Feeling so lonely lately.
I hate how lonely sobriety feels. Especially since my SO isn’t sober with me. I go to meetings and chat with friends on here, but the emotions I’m experiencing at full force for the first time are just so overwhelming. I just wish I could give y’all a hug because I know we’re all going through it together. But the isolation of wintertime & this COVID surge makes it hard for that to feel real.
I'm with you and able to chat anytime
Thank you
It's just hard
I'm having the same issue too. Between covid and being in recovery it's hard to meet people who accept you for who you are. Just keep your head up and do you. Eventually things will fall in place.
It really is a double whammy. But I know I couldn’t get through all this if I was still in my active addiction, it was making everything worse. Thank you for the encouragement
When you feel lonely or alone think of it as your higher power wanting to spend time with you. It helps me
Hi! It is hard sometimes. Have you talked to your SO about how you feel? My husband still drinks, but I told him that I dont want to be around it. He moved all the beer out of the fridge to his music studio. If he is drunking then I plan another activity. Do you have hobbies?

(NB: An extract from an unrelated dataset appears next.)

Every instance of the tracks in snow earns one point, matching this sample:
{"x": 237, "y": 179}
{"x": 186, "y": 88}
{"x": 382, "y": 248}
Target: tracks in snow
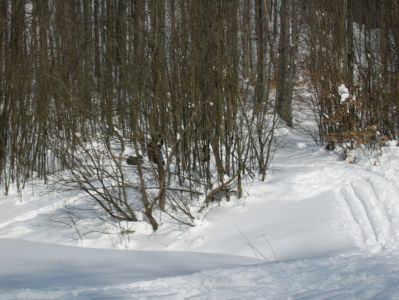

Maybe try on exercise class or join an online AA group?
Thank you
I have talked to him about it. If I don’t want to be around it I’ll have to leave him, & I don’t want to. I have hobbies. It’s hard to get out during COVID since I work with vulnerable people. I do a lot of online groups.
If you have a pet, it really does help. They are fantastic listeners and even better snugglers!
Aw I wish I don’t have the money or the flexibility in my lease for a pet
Meditation, running or working out, and bubble baths help too! And sunshine if you can find some. This time of year is really isolating. Maybe reading. I really enjoyed the book Quit Like a Woman. And it’s funny! Hang in there
I couldn’t agree more, these past days being in my house is just so overwhelming… been wanting to run away to be alone!
I disagree that you have to leave him if you don't want to be around it. I am married to a daily drinker. You can go in another room.
I got plugged in to a local church. Helps with the loneliness and I can get involved helping others
Aye, this is a tough one. Because what is likely to happen in the long run isn’t what you want right now.
In time I grew away from people who did not enthusiastically support my sobriety. And that unfortunately included a lot of people that I’d previously counted as good friends.